All patient-reported questionnaires will be filled out by the patient in a paper format, and all data from the physiological measurements and clinical tests will be entered in a paper case report form. Subsequently, all data will be entered in EpiData (version 3.1 or newer) by the study personnel, using blinded double data entry to ensure data quality. The data entry form will support valid values and range checks where applicable. The original forms will be kept on file at a secure location on the study site for a period of 3 years after completion of the study. No data monitoring committee will be composed and no formal stopping guidelines and corresponding interim analyses are planned. No other interim analyses are planned.

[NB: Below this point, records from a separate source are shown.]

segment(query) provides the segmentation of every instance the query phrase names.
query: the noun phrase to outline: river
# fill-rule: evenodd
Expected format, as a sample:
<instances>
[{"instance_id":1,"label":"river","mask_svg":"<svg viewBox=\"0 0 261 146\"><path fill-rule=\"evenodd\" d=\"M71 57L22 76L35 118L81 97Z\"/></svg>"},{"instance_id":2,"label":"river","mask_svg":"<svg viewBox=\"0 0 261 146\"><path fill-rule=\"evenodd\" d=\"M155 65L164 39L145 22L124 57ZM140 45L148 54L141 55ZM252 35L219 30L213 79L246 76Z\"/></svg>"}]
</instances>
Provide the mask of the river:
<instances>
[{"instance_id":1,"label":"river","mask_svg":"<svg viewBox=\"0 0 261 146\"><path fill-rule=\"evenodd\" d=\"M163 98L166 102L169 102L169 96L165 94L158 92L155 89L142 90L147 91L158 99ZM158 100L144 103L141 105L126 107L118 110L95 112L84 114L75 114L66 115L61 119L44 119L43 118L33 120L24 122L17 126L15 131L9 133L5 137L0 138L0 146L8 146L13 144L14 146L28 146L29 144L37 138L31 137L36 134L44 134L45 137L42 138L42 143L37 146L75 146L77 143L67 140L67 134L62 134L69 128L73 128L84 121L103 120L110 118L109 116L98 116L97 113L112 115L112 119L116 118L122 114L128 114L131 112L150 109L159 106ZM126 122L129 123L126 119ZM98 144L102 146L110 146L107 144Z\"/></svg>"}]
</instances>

Participants will be randomized to receive either the MBC or the TAU group in a 1:1 allocation ratio. The randomization code is created using a blocked randomization procedure in SAS 9.4 (SAS Institute Inc., Cary, NC, USA) by a statistician who is not involved in the study. The sequence and code used will be kept in an encrypted file accessible only to the trial statistician. Outcome assessors, trial participants, and care provider are unblind to the treatment allocation. The researchers are unblind to the treatment because they need to adjust the treatment based on the results of the score. Analyses are performed by blinded data analysts.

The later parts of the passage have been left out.